Train to Busan Presents: Peninsula – zombie romp cannibalises the classics

Sequel to the South Korean gem shuns the social commentary of its predecessor in favour of tired cliches and tedious CGI
  
  

Pushing towards a global franchise? ... Train to Busan Presents: Peninsula.
Pushing towards a global franchise? ... Train to Busan Presents: Peninsula. Photograph: Lifestyle pictures/Alamy Stock Photo

Focused, frenzied and packed to capacity with social comment, 2016’s South Korean zombie barnstormer Train to Busan revitalised a genre in an advanced state of decomposition. Its sequel – not counting the animated prequel Seoul Station – unfortunately reverts to type, favouring CGI-overloaded snafus rather than the tight set-pieces and class-based rancour that made the first film so gripping.

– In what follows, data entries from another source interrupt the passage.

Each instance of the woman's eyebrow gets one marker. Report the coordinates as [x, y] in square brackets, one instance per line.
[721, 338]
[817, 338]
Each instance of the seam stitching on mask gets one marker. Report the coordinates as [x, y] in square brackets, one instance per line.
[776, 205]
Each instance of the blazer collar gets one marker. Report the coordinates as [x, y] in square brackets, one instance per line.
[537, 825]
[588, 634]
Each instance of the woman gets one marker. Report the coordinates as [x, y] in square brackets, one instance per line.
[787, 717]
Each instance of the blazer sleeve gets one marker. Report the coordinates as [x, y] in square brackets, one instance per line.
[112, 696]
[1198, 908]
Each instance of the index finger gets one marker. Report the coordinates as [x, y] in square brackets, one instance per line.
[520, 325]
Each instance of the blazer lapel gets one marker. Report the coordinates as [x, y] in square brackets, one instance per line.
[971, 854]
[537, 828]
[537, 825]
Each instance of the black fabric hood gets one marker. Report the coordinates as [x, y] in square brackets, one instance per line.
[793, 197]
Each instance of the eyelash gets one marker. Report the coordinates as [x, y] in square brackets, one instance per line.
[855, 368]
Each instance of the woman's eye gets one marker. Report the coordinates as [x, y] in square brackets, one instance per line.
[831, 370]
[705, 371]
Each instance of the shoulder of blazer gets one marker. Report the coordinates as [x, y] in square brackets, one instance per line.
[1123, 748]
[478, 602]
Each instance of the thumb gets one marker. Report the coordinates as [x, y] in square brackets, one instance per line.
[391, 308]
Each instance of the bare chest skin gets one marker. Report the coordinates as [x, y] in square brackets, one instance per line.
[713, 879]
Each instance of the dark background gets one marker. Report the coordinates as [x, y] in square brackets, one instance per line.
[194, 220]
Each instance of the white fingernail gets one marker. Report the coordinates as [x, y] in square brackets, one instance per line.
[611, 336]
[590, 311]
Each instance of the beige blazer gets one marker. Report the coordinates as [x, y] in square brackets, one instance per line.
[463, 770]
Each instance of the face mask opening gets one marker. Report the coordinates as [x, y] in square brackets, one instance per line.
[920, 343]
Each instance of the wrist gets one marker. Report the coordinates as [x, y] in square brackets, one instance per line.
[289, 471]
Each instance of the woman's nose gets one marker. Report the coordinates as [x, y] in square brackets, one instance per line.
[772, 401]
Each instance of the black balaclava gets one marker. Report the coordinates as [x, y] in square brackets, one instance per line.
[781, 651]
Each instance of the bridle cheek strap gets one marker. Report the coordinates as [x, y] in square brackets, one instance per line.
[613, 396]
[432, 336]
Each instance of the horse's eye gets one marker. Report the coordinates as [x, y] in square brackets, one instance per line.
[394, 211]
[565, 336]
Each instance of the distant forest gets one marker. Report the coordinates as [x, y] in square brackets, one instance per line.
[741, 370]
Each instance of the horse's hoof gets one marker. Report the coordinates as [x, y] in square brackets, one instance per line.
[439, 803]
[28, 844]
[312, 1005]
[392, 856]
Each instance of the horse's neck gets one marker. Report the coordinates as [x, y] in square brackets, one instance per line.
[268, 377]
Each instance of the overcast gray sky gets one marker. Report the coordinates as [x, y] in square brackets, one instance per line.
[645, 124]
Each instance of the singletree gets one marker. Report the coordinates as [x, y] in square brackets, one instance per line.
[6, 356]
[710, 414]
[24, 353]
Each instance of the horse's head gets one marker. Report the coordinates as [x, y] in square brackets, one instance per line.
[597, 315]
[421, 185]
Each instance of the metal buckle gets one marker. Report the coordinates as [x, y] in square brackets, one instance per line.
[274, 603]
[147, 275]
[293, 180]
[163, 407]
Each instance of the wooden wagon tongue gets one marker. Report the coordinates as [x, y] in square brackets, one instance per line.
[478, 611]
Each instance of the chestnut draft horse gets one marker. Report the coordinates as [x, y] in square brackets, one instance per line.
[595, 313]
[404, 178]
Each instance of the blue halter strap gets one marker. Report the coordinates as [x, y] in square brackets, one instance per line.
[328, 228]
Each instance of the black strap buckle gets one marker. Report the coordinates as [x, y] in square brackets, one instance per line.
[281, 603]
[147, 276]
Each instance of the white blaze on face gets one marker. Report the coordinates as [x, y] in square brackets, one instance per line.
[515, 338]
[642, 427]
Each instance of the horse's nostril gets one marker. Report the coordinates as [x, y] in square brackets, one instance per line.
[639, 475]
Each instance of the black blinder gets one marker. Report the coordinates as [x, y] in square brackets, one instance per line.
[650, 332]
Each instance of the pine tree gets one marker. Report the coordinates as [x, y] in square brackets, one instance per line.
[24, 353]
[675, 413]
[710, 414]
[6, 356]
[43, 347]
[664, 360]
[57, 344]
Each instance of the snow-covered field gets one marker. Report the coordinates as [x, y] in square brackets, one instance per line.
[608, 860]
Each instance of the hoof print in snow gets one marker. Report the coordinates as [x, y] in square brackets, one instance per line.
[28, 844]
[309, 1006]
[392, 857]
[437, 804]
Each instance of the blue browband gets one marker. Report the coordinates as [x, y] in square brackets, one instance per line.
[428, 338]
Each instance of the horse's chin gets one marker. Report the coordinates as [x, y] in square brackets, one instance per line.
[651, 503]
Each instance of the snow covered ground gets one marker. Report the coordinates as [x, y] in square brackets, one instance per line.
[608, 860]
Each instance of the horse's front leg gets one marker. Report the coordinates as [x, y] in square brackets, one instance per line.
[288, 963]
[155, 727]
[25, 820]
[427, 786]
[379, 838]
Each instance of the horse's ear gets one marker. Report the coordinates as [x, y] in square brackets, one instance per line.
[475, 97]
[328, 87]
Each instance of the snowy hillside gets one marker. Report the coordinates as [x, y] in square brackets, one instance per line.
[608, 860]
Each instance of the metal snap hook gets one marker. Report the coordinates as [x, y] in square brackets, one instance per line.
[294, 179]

Gang Dong-won plays Jung Seok, a broken soldier who’s escaped the Korean peninsula, now overrun by the zombie plague and in permanent lockdown. But while he’s exiled in Hong Kong, the local triad goons make him an offer he can’t refuse: that he lead a group inside Seoul to recover $20m sitting in the back of a truck after a thwarted previous extraction.

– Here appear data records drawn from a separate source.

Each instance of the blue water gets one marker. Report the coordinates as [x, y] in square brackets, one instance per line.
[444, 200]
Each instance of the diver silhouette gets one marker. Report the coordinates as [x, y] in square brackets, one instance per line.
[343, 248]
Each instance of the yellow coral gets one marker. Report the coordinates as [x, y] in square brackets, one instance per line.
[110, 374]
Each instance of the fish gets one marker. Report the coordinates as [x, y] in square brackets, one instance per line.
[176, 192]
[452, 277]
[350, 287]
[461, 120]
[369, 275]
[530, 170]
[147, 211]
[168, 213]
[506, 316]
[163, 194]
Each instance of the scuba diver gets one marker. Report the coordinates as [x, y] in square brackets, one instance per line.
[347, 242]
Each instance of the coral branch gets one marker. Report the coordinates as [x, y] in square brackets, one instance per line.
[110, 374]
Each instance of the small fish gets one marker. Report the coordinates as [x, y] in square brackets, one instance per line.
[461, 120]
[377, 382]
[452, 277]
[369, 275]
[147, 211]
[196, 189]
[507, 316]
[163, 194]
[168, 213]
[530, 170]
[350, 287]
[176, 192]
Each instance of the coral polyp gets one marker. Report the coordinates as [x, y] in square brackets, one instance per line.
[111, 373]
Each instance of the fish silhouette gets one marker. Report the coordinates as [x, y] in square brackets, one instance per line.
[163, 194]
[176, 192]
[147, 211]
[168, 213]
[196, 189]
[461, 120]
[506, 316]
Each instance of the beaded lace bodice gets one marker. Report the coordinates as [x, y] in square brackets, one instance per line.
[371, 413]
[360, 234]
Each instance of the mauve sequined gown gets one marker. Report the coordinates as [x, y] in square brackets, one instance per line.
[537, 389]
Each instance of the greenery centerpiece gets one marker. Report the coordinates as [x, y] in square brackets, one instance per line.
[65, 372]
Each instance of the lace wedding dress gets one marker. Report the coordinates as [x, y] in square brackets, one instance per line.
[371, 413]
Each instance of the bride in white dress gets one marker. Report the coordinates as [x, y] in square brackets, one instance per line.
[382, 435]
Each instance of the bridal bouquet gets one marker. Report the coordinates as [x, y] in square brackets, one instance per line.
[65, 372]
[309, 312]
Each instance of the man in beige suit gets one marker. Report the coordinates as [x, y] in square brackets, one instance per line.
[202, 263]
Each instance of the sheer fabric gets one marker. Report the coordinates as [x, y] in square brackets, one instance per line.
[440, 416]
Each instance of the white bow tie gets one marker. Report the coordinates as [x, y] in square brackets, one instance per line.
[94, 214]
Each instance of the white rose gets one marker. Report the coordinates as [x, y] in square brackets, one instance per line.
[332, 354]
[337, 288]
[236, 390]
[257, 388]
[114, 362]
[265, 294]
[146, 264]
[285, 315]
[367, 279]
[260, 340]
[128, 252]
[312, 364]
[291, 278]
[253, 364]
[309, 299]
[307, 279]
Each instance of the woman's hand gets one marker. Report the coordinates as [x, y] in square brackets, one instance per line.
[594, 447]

Crossing the zombie flick with the heist movie promises an enlivening hybrid. But the robbery element is fairly quickly dispensed with, at which point director Yeon Sang-ho seems only to want to trudge in the footsteps of past post-apocalyptic cinema, notably Escape from New York and Mad Max. A rogue military outfit, Unit 631, now run this sector of the city, and find entertainment in throwing any human survivors they find into cage-fighting-style melees with the viral undead.

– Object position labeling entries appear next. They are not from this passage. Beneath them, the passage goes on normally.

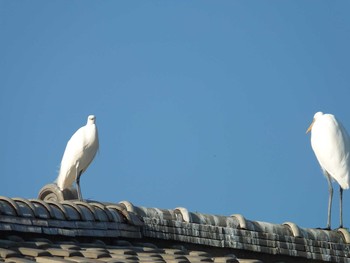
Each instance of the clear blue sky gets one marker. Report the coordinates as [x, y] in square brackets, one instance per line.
[199, 104]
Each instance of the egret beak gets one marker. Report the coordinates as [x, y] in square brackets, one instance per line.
[310, 127]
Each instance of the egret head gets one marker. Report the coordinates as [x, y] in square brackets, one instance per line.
[91, 119]
[317, 114]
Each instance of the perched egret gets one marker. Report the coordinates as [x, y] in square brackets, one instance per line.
[79, 153]
[331, 144]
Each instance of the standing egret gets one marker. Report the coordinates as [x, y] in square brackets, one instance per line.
[79, 153]
[331, 144]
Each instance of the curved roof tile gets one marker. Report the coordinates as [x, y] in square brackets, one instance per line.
[76, 219]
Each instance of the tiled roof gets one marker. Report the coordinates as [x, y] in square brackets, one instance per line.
[50, 231]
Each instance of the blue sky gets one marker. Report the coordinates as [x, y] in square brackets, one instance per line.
[199, 104]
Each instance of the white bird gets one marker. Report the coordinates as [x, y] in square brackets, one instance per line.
[331, 144]
[79, 153]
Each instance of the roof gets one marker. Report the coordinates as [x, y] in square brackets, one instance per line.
[75, 231]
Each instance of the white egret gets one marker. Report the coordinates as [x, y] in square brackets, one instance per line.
[331, 144]
[79, 153]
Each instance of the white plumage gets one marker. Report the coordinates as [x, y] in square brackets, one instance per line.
[331, 144]
[79, 153]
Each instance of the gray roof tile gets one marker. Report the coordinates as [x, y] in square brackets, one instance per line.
[96, 232]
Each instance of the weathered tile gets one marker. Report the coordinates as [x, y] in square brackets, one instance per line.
[52, 260]
[94, 254]
[18, 260]
[7, 253]
[33, 252]
[63, 252]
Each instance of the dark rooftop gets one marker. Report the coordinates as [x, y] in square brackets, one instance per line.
[75, 231]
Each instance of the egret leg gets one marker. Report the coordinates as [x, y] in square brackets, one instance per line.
[80, 197]
[341, 206]
[330, 189]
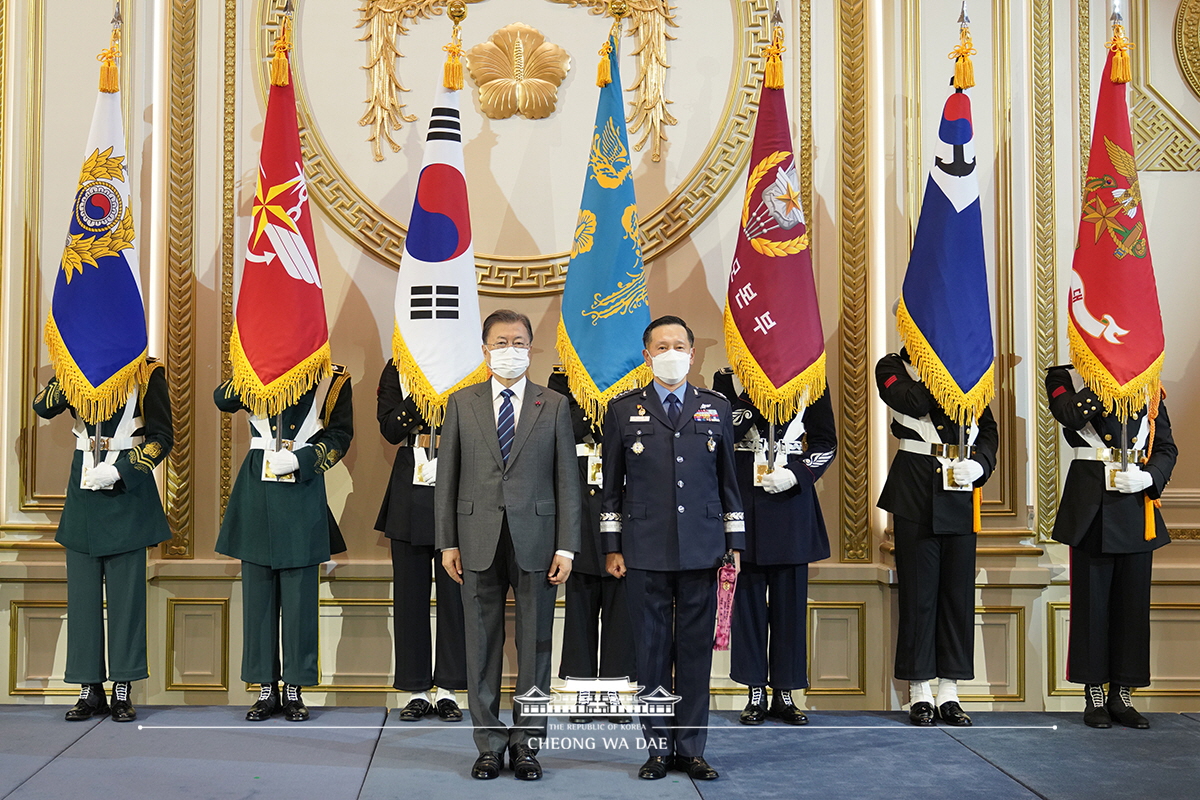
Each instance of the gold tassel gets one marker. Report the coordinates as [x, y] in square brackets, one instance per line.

Yeon injects little new life into these gnawed genre cast-offs. Despite an early mention that north of the DMZ there is no virus, the film isn’t interested in the north-south split that haunts so much Korean cinema. Instead its eye is on a different international dimension, with the expanded English-language dialogue quotient suggesting a push towards global franchise status. But the generic blockbuster feel rips the roots from Yeon’s trademark caustic misanthropy, which has fed so productively off South Korean hyper-capitalism since his 2011 animation The King of Pigs.

Peninsula looks pretty when motionless, with penumbral, ochre-lit vistas of the shattered city. But the action sequences are filled with horrible, weightless sub-videogame CGI, disintegrating into World War Z-style zombie soup. A film about a virus-ravaged country under lockdown should be able to hit cogent parallels at will at the moment – but a numbing repetition is sadly the main payout.

• Train to Busan Presents: Peninsula is released on 6 November in cinemas and on 23 November on digital formats.